Below lay a rectangular pit with two smaller fenced areas at each end. A sign on the wall announced that this was a
PRIVATE CLUB
. Another sign read
NO GAMBLING
, but Bob saw fistfuls of money changing hands.

“Where do all these folks come from?” asked Bob, looking around, for Wasp lay in a singularly unpopulated region.

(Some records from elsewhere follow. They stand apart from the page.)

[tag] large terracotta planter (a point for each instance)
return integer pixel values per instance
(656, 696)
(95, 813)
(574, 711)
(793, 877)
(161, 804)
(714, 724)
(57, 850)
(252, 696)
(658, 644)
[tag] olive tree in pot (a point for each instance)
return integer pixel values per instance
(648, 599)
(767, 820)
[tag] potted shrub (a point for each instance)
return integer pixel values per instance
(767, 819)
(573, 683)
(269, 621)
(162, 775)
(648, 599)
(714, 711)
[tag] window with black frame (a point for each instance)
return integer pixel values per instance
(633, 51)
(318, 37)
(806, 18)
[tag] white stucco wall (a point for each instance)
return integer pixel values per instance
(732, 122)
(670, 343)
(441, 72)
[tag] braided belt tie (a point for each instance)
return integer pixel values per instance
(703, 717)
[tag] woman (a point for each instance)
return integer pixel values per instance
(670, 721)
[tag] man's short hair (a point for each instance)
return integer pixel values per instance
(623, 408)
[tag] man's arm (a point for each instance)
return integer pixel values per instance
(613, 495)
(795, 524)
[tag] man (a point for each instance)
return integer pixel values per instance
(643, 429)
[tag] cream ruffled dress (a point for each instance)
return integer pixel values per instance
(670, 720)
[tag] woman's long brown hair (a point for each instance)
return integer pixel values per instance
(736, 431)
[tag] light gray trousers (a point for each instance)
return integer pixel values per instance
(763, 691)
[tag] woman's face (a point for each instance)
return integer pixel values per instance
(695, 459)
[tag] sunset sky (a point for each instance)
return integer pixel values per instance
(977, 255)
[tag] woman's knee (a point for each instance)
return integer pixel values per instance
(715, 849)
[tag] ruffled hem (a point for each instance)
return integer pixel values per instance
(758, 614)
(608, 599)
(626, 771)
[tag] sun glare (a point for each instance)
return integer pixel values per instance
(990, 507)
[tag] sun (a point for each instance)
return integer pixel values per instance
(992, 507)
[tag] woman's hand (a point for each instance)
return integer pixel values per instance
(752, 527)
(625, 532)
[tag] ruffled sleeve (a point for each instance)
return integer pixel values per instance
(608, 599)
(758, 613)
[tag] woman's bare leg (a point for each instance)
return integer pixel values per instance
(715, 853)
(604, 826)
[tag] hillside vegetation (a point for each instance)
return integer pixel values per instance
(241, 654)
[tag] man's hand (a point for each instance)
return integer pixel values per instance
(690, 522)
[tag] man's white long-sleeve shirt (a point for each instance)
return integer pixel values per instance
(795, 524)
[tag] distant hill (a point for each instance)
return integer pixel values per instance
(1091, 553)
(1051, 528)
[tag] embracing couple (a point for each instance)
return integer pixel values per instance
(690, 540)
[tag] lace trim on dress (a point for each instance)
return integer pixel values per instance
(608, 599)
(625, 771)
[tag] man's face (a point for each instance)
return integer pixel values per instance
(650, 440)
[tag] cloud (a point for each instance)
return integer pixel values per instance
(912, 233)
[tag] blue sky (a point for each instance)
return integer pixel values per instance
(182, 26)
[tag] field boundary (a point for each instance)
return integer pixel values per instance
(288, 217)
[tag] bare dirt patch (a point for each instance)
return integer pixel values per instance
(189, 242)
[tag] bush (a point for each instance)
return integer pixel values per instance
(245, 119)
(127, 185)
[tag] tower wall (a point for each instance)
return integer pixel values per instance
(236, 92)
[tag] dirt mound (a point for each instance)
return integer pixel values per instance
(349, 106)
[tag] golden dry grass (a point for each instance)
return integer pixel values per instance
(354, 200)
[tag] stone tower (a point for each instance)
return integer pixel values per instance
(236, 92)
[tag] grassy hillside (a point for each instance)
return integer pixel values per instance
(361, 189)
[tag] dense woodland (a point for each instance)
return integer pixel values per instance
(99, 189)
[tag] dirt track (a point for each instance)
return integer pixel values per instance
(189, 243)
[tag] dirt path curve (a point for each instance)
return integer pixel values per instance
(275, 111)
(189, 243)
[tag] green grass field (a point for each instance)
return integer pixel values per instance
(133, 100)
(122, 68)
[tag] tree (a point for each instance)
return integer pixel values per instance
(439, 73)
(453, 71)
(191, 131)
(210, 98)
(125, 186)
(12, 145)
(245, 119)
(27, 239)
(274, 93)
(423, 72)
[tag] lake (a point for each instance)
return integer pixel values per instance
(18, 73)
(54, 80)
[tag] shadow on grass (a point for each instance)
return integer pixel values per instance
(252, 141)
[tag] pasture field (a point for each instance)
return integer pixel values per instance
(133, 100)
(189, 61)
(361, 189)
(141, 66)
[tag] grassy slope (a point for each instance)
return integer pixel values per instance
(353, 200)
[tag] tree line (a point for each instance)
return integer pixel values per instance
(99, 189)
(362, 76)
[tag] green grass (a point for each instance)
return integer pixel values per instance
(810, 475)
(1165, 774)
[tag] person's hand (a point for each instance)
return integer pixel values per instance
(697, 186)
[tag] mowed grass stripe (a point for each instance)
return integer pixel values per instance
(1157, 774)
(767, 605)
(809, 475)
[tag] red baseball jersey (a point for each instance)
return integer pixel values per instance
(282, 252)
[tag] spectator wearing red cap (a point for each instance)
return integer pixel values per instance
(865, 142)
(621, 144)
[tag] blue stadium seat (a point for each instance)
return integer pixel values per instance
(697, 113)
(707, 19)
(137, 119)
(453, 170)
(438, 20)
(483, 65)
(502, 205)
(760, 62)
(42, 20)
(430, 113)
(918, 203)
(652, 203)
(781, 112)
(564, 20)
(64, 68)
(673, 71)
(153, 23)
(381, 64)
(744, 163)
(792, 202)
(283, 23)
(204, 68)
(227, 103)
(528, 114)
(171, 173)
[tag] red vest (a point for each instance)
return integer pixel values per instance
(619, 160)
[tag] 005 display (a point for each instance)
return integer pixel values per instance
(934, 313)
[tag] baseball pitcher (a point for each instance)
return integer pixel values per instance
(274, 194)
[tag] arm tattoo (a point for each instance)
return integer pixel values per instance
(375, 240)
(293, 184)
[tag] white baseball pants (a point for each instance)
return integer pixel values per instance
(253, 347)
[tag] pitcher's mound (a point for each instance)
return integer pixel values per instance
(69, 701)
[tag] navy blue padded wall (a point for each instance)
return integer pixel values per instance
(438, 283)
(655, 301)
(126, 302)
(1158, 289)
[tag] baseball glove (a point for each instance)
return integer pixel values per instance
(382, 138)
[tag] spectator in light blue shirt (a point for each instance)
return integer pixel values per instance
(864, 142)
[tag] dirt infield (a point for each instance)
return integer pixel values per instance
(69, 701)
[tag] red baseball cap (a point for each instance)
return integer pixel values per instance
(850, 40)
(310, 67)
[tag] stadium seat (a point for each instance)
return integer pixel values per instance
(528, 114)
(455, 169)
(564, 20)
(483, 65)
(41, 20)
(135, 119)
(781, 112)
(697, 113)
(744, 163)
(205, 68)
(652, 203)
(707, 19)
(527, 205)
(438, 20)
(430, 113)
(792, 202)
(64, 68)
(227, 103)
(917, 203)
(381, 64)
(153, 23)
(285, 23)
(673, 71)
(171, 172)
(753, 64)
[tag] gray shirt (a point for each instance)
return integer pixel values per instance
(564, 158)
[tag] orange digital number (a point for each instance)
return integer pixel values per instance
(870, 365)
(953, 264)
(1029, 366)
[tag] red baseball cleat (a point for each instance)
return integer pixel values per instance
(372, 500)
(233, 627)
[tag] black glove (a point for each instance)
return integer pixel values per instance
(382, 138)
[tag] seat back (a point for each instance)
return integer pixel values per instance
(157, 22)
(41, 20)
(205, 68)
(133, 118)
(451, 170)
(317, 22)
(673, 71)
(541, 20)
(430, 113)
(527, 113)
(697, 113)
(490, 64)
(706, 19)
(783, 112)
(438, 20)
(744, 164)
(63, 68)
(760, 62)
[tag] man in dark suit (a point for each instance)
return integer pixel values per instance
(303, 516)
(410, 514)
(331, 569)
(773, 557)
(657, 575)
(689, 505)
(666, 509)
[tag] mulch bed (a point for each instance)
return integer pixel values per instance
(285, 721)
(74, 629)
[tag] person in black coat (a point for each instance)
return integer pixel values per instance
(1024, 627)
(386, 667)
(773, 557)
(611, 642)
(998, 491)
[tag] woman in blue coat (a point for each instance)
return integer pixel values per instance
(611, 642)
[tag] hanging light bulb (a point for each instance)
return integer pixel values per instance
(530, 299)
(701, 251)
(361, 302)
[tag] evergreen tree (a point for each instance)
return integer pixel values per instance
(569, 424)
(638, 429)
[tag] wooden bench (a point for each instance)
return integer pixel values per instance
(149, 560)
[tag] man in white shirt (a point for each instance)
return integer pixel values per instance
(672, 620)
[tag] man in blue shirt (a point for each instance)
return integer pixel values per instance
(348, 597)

“Hell,” said the fat man beside him, “from all over. And I mean
all over
! Dodge City, Garden City, Amarilla, Texhoma, they even come from Denver and Lubbock, from Wichita and Oklahoma City.” As they spoke more people came in and Bob could hear roosters crowing. The fat man introduced himself as Byrd Surby, said he was an insurance agent from Fort Supply and had just started raising fighting cocks himself. “It’s poplar all over the country, not just Oklahoma where it’s legal, but places where it ain’t legal. California is a tough state for cockfightin. Will Rogers introduced the sport to Hollywood. But things got tough when William Randolph Hearst, who tried somethin funny, was barred from competition. And out a spite he went to the legislators and pushed through the toughest laws in the country.

“That’s Stick Flores,” he continued, pointing out a tall man with close-cropped hair and a long, creased beeswax face, his lips the color of genitals, broad yellow hands with curved nails, climbing into the announcer’s cage. A teenage boy entered the pit and began marking opposing lines in the dirt with a plastic ketchup bottle of flour.